Osterbrock points out that the Ritchey-Chretien reflector model, so ignored and disparaged during his lifetime, eventually won out and now nearly all large telescopes are built using this model.
Ritchey was a genius and well ahead of his time in many respects. It was apparently his misfortune to have lived opposite the likes of George Hale, who because of money, position, and success, was able to overshadow and dominate his accomplishments. If Ritchey could have adapted to his position as optician, he could have had a sparkling career at Mt. Wilson, and later, Mt. Palomar. Instead, his hard-headedness met the immovable object of George Hale's ambition and momentum, and Ritchey ultimately lost.
The Private Lives of Albert Einstein by Roger Highfield and Paul Carter
It is inevitable that Albert Einstein's "private lives" will fall under the dissection knives of historians and biographers. There are already dozens of excellent biographies of Einstein on the market, ranging from the extremely scientific to the extremely personal. As the Einstein Papers Project continues to explore the personal correspondence of this remarkable scientist, we can expect the personal revelations to continue. Einstein, as were all great figures of history, was a very complicated person, and a very human one.
In this work, the authors take a very personal look at his life between the high school years and the publication of special relativity. Specifically, it focuses on his first marriage, to Mileva Maric'. Much about this relationship was kept intentionally hidden for years by Einstein's secretary Helen Dukas, and scientist Otto Nathan, who became the de facto protectors of the "Einstein image." Since they had known him in the era of his marriage to his cousin Elsa, they understandably sought to minimize and downplay any factors from his younger years that might reflect negatively upon him, and a failed first marriage, with an illegitimate child, could certainly be seen as less than flattering.
Highfield and Carter's book draws heavily on the work of the Einstein Papers scholars Stachel, Renn, and Schulmann.
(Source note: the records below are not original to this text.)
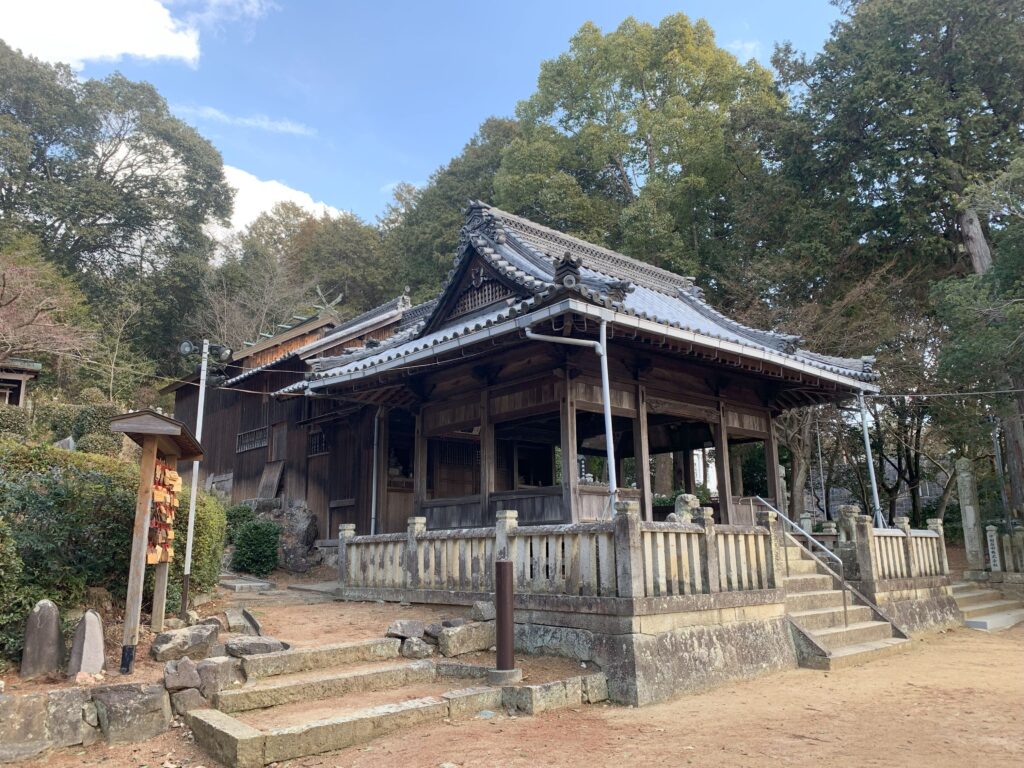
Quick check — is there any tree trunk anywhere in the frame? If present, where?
[956,208,992,274]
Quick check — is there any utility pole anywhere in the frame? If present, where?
[180,339,210,618]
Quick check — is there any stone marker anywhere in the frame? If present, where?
[224,635,285,657]
[20,600,65,680]
[150,624,218,662]
[68,608,106,675]
[387,618,427,640]
[401,637,434,658]
[469,600,498,622]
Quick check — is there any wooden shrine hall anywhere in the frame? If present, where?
[176,203,877,535]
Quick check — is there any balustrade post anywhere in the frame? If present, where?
[853,515,879,592]
[758,509,784,589]
[613,502,644,597]
[495,509,519,562]
[338,522,355,587]
[927,517,949,575]
[894,517,921,579]
[406,517,427,589]
[694,507,722,594]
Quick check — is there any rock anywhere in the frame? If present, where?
[224,635,285,656]
[386,618,427,640]
[437,622,495,656]
[171,688,210,715]
[196,656,245,698]
[20,600,65,680]
[469,600,497,622]
[68,608,106,675]
[0,693,49,763]
[255,499,323,573]
[92,683,171,744]
[150,624,218,662]
[164,658,201,691]
[401,637,434,658]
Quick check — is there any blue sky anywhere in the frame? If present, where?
[0,0,837,228]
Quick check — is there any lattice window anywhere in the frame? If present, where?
[234,427,268,454]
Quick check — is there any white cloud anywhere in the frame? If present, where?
[173,105,316,136]
[725,40,761,61]
[0,0,275,70]
[224,165,342,229]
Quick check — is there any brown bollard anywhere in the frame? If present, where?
[487,560,522,685]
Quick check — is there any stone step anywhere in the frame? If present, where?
[953,590,1002,610]
[788,604,874,631]
[782,573,833,595]
[810,621,893,650]
[800,637,911,671]
[785,590,843,612]
[214,660,435,713]
[961,599,1024,618]
[964,606,1024,632]
[242,637,401,681]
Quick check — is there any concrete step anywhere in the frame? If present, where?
[785,589,843,612]
[788,604,874,631]
[800,637,911,671]
[782,573,833,595]
[810,621,893,650]
[242,637,401,681]
[964,606,1024,632]
[961,600,1024,618]
[214,660,435,713]
[953,590,1002,610]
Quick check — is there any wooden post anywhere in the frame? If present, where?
[413,411,427,517]
[121,435,157,675]
[633,384,654,520]
[560,371,580,522]
[480,387,496,521]
[712,402,732,524]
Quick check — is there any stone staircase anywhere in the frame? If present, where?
[187,638,607,768]
[953,582,1024,631]
[782,542,910,670]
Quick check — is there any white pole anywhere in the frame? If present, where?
[181,339,210,616]
[857,392,886,528]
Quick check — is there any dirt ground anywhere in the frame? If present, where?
[24,597,1024,768]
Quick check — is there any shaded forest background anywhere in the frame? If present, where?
[0,0,1024,525]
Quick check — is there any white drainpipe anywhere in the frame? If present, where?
[524,319,618,510]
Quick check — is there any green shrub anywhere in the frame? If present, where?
[0,406,32,436]
[226,504,256,544]
[71,402,121,440]
[231,520,281,577]
[75,432,122,456]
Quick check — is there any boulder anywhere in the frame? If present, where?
[196,656,246,698]
[401,637,434,658]
[224,635,285,657]
[92,683,171,744]
[164,657,201,691]
[387,618,427,640]
[20,600,65,680]
[68,608,106,675]
[437,622,495,656]
[150,624,219,662]
[255,499,322,573]
[171,688,210,716]
[469,600,498,622]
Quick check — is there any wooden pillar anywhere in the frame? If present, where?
[480,387,496,521]
[560,371,580,522]
[712,402,732,524]
[413,411,427,517]
[633,384,654,520]
[121,435,157,675]
[765,417,778,509]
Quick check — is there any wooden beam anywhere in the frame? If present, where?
[633,384,654,520]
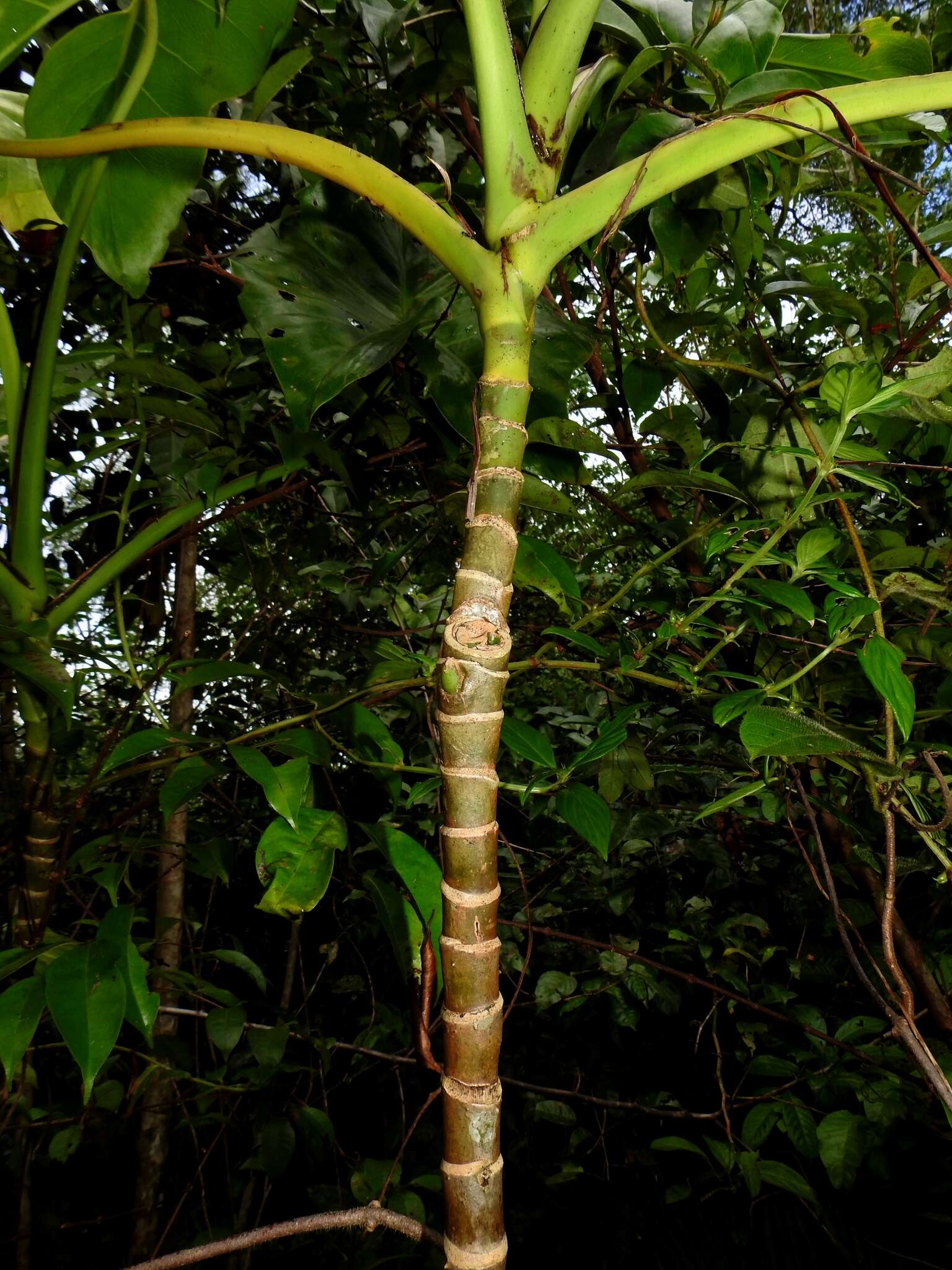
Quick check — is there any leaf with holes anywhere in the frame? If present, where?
[503,715,556,767]
[257,806,346,917]
[513,535,580,613]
Einstein's voluminous correspondence from those years has shed much new light on such questions as the fate of the daughter Liseral, but without providing definitive answers. Considerable time is also spent on the issue of Mileva's role in the development of special relativity - topic that exploded with the force of a bomb in recent years.
Einstein has been dead for nearly half a century now, and it is certain now that his private life will be subjected to as intense scrutiny as has special and general relativity. This book, along with Overbye's "Einstein in Love" take a respectful but straightforward approach. Any Einstein admirer or general fan of the history of science should read this book.
Rocket Boys by Homer H. Hickam Jr. -- Whether you've seen October Sky or not, this book is a charming and interesting read.
Russell W. Porter, arctic explorer, artist, telescope maker by Berton C. Willard -- It's too bad that more amateur astronomers are not aware of the incredibly rich legacy of our hobby. Going back to the late 19th and early 20th centuries, amateur telescope making was a booming hobbyist industry. Much of the credit goes to men like Leslie Peltier, William Tyler Olcott, and the subject of this book, Russell Porter.
After satisfying his desire to explore the arctic and climb mountains, Porter settled down in rural Vermont, where he started grinding mirrors and making telescopes. Trained as an architect, he had a gift for sketching out his ideas in wonderful 3-D perspective and he was the author of many creative ideas for telescopes. He wrote many columns on amateur telescope making for Popular Astronomy and Scientific American magazines, and probably single-handedly sparked the revolution in this hobby in the 1920s. He also started the Stellafane convention in Springfield Vermont, a legendary yearly star party whose tradition continues to this day.
Porter's talents soon came to the attention of George Ellery Hale, who was then putting together a team to design and build the 200 inch telescope. Hale offered Porter a job designing the mount for the beast and setting up and heading the instrument shops. Porter's contributions to the construction of the 200 inch were astounding, given that his only experience with telescopes was making amateur instruments of modest aperture. Porter's sketches and drawings in the design phase of the project are themselves legendary. It was frequently said that his drawings were referred to by the builders almost as much as the schematic plans. Many of Porter's original drawings are permanently housed at a Carnegie exhibit in Washington DC, and have won the acclaim of artists as well as astronomers.
Some of Porter's other exploits included working with some partners during W.W.II to construct badly needed roof prisms for military applications (tank periscopes, primarily). Porter and the others convinced the army that amateur telescope makers were uniquely skilled to grind these prisms to the exacting tolerances required by the military.
This volume is lavishly illustrated with vintage black and white photos and dozens of Porter's drawings. Willard writes with the flare and vividness of a personal friend, though he claims never to have met the man. Porter comes across as a gentle, sincere man, who was always willing to take the time to show others a technique, or inspect a telescope constructed by an amateur.
This book is extremely charming and a wonderfully sketched portrait of a great man.
Starlight Nights : The Adventures of a Star-Gazer by Leslie C Peltier (new edition with a foreword by David Levy) -- "A hymn to the sky" -Levy. To me, no book more beautifully captures the spirit of amateur astronomy that Peltier's Starlight Nights. I first read this book several years ago and still remember marveling at Peltier's intensely personal autobiography. In writing of his childhood in Delphos, Ohio, he spares few details of life on the early 1900's farm, and we wait spellbound with him as he orders his first telescope after catching the astronomy bug as a young teenager. We breathlessly await the partial eclipse of 1918 (the teenaged Leslie lacked the funds to travel the 500 miles necessary to see totality in the US's first total eclipse of the century), and are swept away again that very night as he was one of the first to note the spectacular Nova Aquila as it rose to a stunning -1.4 mag.
Peltier's descriptions of his experiences are as elegant as they are simple. His deep respect and admiration for nature are woven into every page, not only for things astronomical, but terrestrial as well, for he was a naturalist of varied interests.
This reissue comes with a new foreword by David Levy, as well as several rare photographs (on the cover and back, as well as a few in the foreword) of Peltier, his early telescopes and homes. If you are familiar with this book, take this opportunity to read it again. If you've never read it before, set aside a long evening - you won't put it down after you start.